Jaw-dropping footage emerged this week of a “thunderous” rockslide inside Yosemite National Park that temporarily closed down part of the natural beauty.
Boulders came tumbling down Monday from the 3,000-foot high El Capitan rock formation, park officials said. A section of rock broke off and fell to the base of the summit, causing a cloud of debris, according to footage.
No injuries were reported.
The area around Northside Drive of the park was closed for 24 hours as a precaution before park officials reopened it Tuesday.
Footage was captured by artist and sculptor Alex J. Wood, who told Storyful the noise from the fall was “thunderous.”
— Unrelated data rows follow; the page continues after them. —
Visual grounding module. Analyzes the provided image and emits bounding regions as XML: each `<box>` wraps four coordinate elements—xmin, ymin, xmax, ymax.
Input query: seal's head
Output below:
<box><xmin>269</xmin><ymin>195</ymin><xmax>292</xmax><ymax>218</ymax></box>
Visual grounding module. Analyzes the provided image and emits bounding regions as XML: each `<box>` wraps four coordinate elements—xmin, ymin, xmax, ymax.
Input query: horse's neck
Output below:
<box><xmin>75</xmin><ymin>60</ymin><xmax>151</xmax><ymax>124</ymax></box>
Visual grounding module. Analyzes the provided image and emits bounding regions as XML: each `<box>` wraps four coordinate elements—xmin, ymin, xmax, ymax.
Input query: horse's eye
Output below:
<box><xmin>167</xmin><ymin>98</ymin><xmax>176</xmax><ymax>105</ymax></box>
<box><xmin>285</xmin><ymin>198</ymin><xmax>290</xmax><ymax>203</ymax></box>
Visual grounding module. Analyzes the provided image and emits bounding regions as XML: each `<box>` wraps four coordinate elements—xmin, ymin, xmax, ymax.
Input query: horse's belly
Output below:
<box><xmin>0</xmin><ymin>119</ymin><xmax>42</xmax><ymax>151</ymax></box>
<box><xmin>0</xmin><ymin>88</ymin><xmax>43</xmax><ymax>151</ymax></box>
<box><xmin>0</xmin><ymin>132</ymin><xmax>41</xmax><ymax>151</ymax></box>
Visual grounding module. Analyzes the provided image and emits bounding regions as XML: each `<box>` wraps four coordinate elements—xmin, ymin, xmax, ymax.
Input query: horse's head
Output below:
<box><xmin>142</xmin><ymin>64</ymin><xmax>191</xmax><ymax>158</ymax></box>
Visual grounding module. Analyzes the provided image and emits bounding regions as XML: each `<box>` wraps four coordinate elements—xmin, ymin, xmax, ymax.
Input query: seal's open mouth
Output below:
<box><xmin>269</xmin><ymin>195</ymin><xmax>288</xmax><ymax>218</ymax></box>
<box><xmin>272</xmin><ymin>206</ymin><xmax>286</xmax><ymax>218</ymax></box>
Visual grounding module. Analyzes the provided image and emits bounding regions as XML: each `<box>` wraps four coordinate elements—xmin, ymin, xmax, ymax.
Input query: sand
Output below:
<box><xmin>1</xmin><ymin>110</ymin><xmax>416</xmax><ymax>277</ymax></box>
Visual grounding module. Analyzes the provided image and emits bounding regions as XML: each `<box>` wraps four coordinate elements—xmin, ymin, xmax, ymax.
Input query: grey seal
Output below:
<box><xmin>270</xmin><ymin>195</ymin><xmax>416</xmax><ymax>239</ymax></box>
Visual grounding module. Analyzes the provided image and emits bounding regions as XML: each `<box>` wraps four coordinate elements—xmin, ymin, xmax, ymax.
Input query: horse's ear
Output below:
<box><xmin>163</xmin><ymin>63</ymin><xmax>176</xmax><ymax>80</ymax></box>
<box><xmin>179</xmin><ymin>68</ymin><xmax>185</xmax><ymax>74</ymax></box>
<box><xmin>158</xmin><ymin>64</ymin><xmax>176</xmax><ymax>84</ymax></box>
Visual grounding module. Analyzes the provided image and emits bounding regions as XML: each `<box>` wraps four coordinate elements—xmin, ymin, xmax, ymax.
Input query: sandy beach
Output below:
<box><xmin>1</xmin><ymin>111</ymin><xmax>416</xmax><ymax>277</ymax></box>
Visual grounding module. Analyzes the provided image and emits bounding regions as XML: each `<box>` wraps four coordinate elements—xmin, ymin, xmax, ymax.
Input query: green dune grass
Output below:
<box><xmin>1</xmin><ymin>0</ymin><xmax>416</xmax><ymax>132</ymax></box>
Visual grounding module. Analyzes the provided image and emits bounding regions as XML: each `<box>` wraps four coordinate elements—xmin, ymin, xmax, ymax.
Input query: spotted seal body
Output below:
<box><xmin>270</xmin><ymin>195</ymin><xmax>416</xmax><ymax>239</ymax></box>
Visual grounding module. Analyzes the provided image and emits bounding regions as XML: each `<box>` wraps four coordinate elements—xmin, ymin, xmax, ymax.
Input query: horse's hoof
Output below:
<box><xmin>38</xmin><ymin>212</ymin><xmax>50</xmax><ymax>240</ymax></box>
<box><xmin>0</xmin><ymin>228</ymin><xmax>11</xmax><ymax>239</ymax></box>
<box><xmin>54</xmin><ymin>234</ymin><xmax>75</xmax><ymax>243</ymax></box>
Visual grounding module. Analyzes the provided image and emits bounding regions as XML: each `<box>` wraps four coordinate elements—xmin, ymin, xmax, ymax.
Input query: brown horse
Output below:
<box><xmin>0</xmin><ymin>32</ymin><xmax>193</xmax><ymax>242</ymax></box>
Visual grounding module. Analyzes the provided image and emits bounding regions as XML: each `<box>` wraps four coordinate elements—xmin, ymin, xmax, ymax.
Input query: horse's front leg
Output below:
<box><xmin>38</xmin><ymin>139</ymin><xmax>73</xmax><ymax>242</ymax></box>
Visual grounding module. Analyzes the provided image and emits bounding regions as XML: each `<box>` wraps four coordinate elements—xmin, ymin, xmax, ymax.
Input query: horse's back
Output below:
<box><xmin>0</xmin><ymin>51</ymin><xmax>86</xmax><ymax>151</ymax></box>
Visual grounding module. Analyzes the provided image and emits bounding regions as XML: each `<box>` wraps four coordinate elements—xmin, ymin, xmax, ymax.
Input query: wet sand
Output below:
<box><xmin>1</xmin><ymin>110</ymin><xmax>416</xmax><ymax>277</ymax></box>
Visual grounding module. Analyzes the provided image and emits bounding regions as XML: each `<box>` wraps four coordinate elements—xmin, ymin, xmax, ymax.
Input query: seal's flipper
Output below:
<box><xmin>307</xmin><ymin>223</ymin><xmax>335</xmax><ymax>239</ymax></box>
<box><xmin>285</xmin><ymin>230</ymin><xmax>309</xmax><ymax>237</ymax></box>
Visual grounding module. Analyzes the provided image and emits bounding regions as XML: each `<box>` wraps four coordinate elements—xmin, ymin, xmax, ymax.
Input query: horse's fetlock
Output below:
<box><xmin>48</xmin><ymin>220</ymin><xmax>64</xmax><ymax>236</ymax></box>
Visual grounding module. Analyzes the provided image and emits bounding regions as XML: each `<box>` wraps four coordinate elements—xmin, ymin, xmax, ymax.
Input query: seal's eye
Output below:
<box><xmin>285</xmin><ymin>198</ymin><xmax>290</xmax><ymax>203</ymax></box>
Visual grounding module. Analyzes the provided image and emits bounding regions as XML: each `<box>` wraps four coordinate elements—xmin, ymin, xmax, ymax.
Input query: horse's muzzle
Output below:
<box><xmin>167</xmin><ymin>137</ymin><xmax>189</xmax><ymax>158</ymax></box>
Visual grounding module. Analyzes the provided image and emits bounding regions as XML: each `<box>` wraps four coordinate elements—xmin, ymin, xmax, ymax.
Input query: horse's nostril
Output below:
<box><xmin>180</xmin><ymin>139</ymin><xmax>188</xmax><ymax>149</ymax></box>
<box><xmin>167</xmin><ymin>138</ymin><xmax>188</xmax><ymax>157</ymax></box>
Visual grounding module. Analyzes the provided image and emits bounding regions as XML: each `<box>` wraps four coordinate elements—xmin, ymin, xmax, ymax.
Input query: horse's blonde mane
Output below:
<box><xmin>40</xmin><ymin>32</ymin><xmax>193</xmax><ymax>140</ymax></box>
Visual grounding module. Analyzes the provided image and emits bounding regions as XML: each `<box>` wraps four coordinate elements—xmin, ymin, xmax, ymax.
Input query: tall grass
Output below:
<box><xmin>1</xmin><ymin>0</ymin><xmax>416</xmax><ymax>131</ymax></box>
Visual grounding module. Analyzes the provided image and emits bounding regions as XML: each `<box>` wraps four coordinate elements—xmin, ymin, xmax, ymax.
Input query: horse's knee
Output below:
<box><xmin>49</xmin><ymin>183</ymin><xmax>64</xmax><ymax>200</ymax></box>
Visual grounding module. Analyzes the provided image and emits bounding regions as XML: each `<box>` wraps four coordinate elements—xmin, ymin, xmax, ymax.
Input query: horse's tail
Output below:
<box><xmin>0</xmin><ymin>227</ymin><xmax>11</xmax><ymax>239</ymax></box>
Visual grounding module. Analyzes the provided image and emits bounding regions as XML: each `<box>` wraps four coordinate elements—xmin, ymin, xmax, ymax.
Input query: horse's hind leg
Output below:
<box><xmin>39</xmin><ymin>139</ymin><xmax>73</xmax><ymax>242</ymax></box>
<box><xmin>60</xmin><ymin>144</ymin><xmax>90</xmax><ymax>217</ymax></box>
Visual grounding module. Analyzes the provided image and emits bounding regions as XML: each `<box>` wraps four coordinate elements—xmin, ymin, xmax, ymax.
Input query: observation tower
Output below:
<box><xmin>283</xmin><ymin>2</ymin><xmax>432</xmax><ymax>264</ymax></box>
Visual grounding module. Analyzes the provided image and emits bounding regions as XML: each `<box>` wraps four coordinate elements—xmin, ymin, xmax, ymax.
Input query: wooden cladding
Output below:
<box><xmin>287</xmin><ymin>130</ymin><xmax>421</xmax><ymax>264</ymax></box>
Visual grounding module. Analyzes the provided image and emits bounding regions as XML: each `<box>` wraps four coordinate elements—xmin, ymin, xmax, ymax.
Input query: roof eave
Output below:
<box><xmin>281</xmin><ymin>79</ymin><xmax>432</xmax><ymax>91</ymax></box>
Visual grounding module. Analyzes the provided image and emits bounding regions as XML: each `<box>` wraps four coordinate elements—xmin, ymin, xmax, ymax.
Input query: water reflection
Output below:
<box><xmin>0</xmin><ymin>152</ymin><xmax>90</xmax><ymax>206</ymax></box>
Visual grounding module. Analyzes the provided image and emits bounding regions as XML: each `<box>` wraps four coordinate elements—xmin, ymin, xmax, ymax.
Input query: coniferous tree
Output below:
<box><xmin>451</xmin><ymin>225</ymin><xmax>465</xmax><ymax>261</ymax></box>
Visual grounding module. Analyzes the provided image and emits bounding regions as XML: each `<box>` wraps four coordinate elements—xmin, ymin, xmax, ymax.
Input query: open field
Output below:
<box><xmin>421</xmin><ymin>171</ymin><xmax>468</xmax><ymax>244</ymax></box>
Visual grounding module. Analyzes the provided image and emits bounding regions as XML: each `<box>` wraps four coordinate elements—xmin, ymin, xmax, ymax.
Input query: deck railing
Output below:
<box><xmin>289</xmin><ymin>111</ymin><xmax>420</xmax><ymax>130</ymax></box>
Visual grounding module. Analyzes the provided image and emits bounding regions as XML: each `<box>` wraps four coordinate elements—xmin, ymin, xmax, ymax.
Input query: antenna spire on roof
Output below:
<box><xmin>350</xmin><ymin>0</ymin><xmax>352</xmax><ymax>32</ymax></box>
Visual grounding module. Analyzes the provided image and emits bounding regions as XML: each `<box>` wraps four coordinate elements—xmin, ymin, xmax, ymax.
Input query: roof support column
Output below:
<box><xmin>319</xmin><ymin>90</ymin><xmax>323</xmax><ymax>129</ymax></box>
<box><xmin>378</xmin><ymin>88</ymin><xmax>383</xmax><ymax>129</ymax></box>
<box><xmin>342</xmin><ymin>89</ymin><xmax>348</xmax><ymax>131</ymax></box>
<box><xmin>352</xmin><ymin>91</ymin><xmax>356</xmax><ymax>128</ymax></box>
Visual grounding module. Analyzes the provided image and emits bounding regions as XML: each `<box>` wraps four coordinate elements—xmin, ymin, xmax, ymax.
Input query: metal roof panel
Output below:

The rock fall lasted for about 20 seconds right near Horsetail Fall, which is known for its firefall that is best admired during the latter part of February, according to park officials.
The dramatic slide led to about 1,000 to 2,000 cubic yards – or about 100 to 200 dump trucks – of rock falling, Yosemite spokesperson Scott Gediman told the Mercury News Thursday.
“There are rock falls every day here,” Gediman told the newspaper. “It might be a few small rocks, or a significant one. Everyone in the valley heard this one.”
Monday’s extraordinary and harmless rock fall comes two months after a San Jose couple were killed when a rockslide struck less than a mile from the Yosemite’s Arch Rock Entrance along Highway 140 while they sat in their car, the Mercury News reported.